The court granted the Defendant’s request for a comparative negligence instruction. This instruction implied to the jury that the Plaintiff must have been comparatively negligent. Otherwise, why would a judge be telling us, the jury, about comparative negligence? The jury awarded the Plaintiff $40,000 but also attributed 50% comparative negligence to her.
On appeal, Commonwealth Court determined that the trial court had erred, by giving the jury a comparative negligence instruction. The appellate court found no evidence whatsoever that the Plaintiff had been negligent, specifically noting that she was not negligent in failing to distance herself from a leashed dog showing no prior signs of danger.
The appellate court also ruled that “getting close” to a dog — without more — isn’t enough to show that the plaintiff had been comparatively negligent. In other words, the Defendant needed more to meet its burden of proof — to show that the Plaintiff’s own error contributed to her injuries.
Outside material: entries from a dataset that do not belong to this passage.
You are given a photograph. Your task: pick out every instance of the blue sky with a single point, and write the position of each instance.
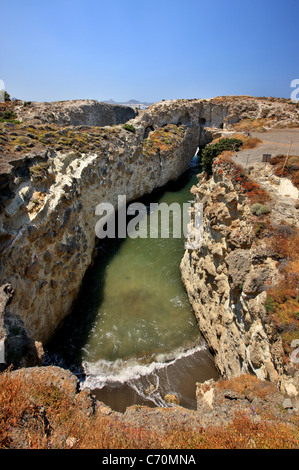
(166, 49)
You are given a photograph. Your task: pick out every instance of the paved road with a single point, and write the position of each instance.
(274, 142)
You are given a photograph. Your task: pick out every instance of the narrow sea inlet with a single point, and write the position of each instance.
(133, 331)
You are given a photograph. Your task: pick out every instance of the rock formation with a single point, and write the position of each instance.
(227, 280)
(50, 189)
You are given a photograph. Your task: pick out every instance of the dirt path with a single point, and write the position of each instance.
(274, 142)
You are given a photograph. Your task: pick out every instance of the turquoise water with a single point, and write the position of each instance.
(133, 330)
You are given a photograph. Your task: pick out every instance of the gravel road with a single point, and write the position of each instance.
(274, 142)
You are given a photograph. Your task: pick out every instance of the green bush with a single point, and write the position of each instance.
(259, 209)
(212, 151)
(8, 116)
(129, 127)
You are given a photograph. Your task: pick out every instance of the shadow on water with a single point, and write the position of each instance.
(71, 344)
(66, 347)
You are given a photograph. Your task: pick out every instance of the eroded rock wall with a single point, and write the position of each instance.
(48, 225)
(226, 281)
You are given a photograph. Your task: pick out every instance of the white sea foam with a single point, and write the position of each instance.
(103, 372)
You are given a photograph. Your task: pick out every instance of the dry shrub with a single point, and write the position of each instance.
(241, 433)
(43, 416)
(247, 384)
(248, 141)
(287, 167)
(250, 188)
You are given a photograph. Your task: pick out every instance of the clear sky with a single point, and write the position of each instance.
(148, 50)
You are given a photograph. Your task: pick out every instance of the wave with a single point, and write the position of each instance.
(102, 372)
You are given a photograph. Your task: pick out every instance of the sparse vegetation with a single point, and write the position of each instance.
(259, 209)
(163, 139)
(213, 150)
(40, 415)
(129, 127)
(287, 166)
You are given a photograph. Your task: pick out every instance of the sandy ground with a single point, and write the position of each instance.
(274, 142)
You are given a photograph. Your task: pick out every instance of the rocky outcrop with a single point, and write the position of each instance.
(74, 113)
(19, 349)
(48, 219)
(226, 280)
(49, 194)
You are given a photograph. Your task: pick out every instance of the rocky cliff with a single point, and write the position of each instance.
(74, 113)
(54, 173)
(227, 278)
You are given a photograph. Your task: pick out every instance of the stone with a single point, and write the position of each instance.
(171, 398)
(287, 404)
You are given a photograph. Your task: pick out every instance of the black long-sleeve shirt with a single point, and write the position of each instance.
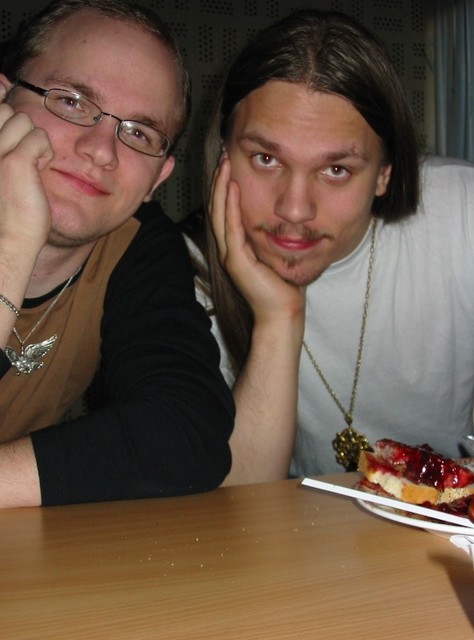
(166, 414)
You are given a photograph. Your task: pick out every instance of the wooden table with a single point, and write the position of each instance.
(269, 561)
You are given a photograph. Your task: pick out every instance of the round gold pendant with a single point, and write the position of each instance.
(348, 445)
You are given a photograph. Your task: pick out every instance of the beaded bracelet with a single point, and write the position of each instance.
(9, 305)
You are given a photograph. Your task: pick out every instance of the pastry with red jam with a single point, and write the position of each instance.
(418, 475)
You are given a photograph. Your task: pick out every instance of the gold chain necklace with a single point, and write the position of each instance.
(349, 443)
(27, 360)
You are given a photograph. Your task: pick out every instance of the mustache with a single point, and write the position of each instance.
(283, 230)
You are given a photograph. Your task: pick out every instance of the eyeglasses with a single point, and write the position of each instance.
(75, 108)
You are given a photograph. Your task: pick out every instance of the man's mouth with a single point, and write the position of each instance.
(83, 183)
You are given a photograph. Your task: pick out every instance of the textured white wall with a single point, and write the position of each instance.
(211, 32)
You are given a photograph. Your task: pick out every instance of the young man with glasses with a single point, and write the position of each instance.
(95, 96)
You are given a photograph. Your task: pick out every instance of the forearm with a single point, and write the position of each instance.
(19, 481)
(266, 395)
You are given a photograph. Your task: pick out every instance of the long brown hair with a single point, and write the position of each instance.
(329, 52)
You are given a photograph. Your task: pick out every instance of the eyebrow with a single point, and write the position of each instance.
(89, 93)
(330, 156)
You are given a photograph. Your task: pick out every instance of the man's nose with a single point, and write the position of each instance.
(100, 141)
(296, 201)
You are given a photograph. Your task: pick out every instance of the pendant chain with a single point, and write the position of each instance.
(46, 313)
(349, 414)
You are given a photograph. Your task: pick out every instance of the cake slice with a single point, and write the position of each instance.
(416, 474)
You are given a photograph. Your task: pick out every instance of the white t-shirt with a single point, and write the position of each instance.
(416, 381)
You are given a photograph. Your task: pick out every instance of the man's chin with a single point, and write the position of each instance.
(67, 240)
(297, 272)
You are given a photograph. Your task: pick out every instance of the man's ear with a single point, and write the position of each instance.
(383, 179)
(5, 86)
(165, 173)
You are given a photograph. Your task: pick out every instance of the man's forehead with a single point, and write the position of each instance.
(86, 53)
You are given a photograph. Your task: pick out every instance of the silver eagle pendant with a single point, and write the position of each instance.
(27, 361)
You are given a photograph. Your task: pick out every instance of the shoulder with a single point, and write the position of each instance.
(439, 172)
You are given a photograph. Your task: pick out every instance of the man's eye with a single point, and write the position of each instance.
(265, 160)
(139, 136)
(71, 103)
(336, 171)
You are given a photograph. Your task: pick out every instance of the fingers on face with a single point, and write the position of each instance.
(17, 132)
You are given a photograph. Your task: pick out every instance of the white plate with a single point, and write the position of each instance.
(429, 525)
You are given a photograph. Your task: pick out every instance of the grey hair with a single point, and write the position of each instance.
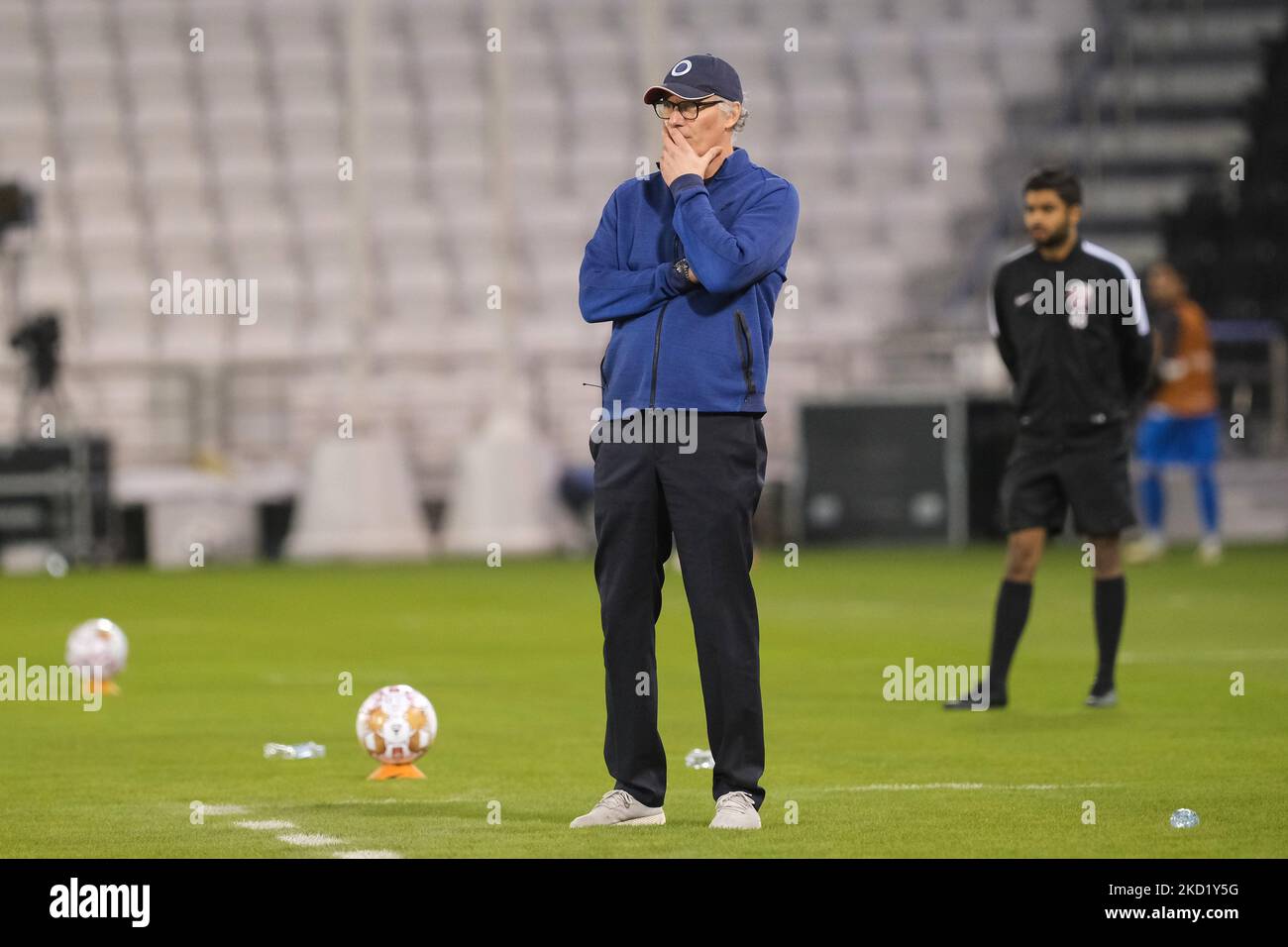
(726, 107)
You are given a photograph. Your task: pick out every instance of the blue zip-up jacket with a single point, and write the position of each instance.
(674, 343)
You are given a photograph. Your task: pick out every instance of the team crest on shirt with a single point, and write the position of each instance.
(1077, 303)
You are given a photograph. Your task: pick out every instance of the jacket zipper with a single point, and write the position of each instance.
(746, 361)
(657, 347)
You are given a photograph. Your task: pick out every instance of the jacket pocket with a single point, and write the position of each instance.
(745, 352)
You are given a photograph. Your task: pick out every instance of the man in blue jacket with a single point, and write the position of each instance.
(687, 264)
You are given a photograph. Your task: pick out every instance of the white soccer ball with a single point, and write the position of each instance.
(397, 724)
(98, 643)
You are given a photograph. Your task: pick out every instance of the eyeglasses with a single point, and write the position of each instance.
(665, 108)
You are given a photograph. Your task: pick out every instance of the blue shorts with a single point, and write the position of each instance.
(1163, 438)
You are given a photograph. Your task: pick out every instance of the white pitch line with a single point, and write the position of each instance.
(910, 787)
(267, 825)
(310, 840)
(366, 853)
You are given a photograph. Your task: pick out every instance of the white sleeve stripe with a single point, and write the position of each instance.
(1137, 304)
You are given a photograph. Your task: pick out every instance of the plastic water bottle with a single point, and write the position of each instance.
(296, 751)
(699, 759)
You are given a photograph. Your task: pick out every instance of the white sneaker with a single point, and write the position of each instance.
(619, 808)
(1145, 549)
(735, 810)
(1210, 551)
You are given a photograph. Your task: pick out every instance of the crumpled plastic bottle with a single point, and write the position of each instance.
(296, 751)
(699, 759)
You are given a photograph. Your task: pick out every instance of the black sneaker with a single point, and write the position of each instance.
(995, 699)
(1109, 698)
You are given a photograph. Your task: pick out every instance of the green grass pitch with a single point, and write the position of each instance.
(224, 660)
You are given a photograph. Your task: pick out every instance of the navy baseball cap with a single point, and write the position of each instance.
(696, 77)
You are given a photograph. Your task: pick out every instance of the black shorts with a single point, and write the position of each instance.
(1089, 474)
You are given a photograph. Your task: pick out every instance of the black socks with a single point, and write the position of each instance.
(1013, 611)
(1111, 602)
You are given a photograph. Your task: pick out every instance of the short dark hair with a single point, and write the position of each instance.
(1059, 179)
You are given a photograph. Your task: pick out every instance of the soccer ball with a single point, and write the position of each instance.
(98, 643)
(397, 724)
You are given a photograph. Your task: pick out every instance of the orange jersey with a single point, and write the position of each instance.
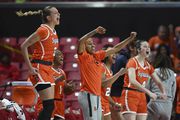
(142, 73)
(59, 86)
(44, 48)
(178, 95)
(105, 92)
(91, 71)
(155, 41)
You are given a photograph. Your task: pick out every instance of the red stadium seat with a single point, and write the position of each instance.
(96, 40)
(68, 40)
(72, 97)
(98, 47)
(70, 67)
(69, 49)
(110, 40)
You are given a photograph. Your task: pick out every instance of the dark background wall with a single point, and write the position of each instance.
(76, 21)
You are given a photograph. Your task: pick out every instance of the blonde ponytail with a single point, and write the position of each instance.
(20, 13)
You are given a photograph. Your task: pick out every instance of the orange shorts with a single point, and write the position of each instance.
(116, 99)
(59, 109)
(106, 109)
(133, 102)
(39, 106)
(45, 76)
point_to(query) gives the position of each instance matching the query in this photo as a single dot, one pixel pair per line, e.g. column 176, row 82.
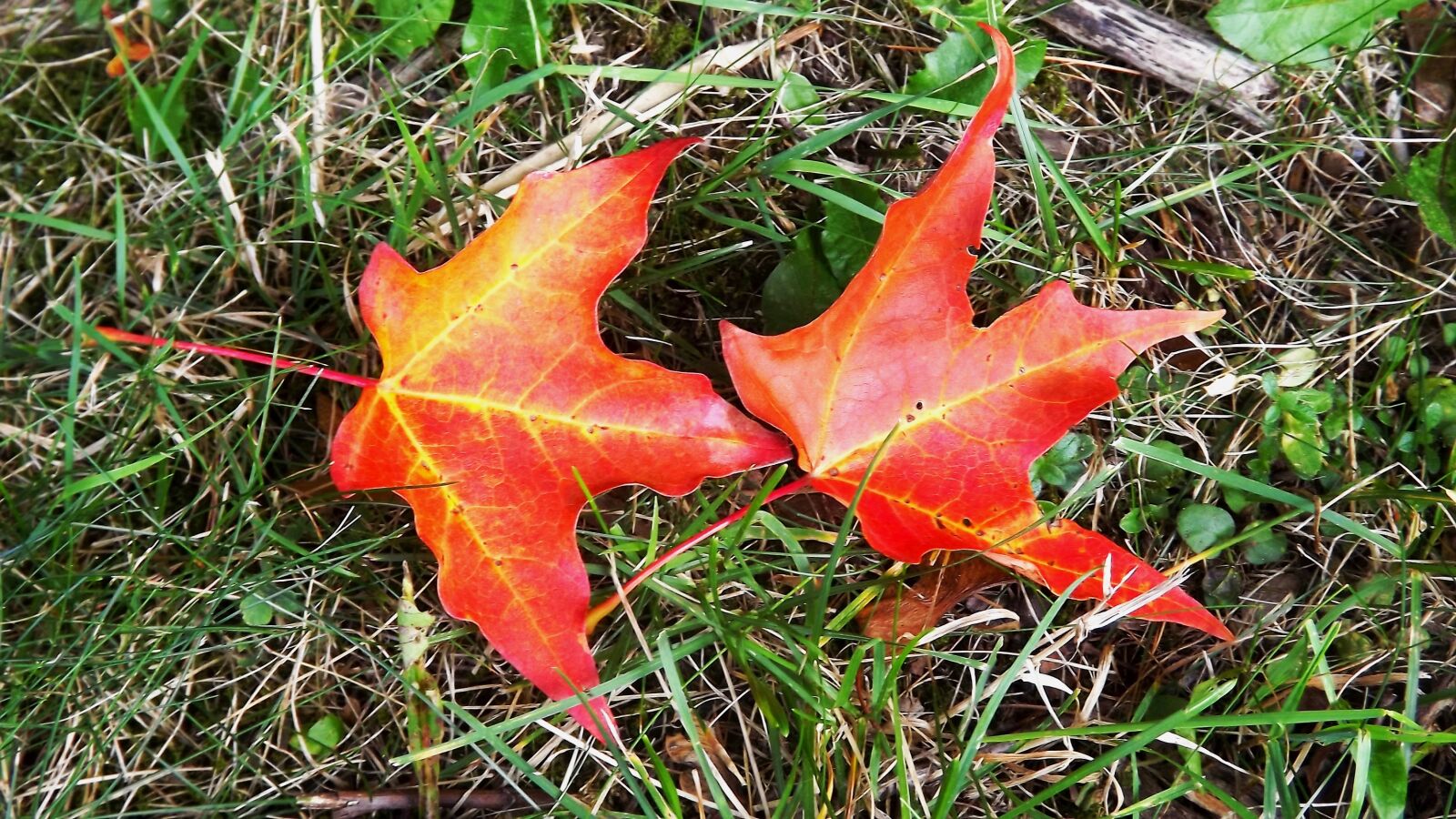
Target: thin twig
column 361, row 804
column 286, row 365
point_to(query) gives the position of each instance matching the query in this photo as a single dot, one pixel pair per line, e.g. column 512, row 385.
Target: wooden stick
column 1172, row 53
column 347, row 804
So the appellate court sent the case back down for a new trial.
The Plaintiff Must Also Prove Her Case
The Plaintiff must prove — not merely allege — that the Defendant violated some duty of care to the Plaintiff, which caused Plaintiff’s injuries. See Miller v. Hurst, 302 Pa. Super. 235 (1982). It’s up to the jury to evaluate the evidence, but there has to be at least some evidence of negligence for the case to go to a jury. Deardorff v. Burger, 414 Pa. Super. 45 (1992). Otherwise, a judge can dismiss the case before, during and after a trial. Deardorff v. Burger, 414 Pa. Super. 45 (1992).
In Summary
It’s called the “burden” of proof for a reason. Whether you’re the plaintiff (trying to prove liability for a dog bite) or you’re the Defendant (asserting an affirmative defense of comparative negligence), you need evidence.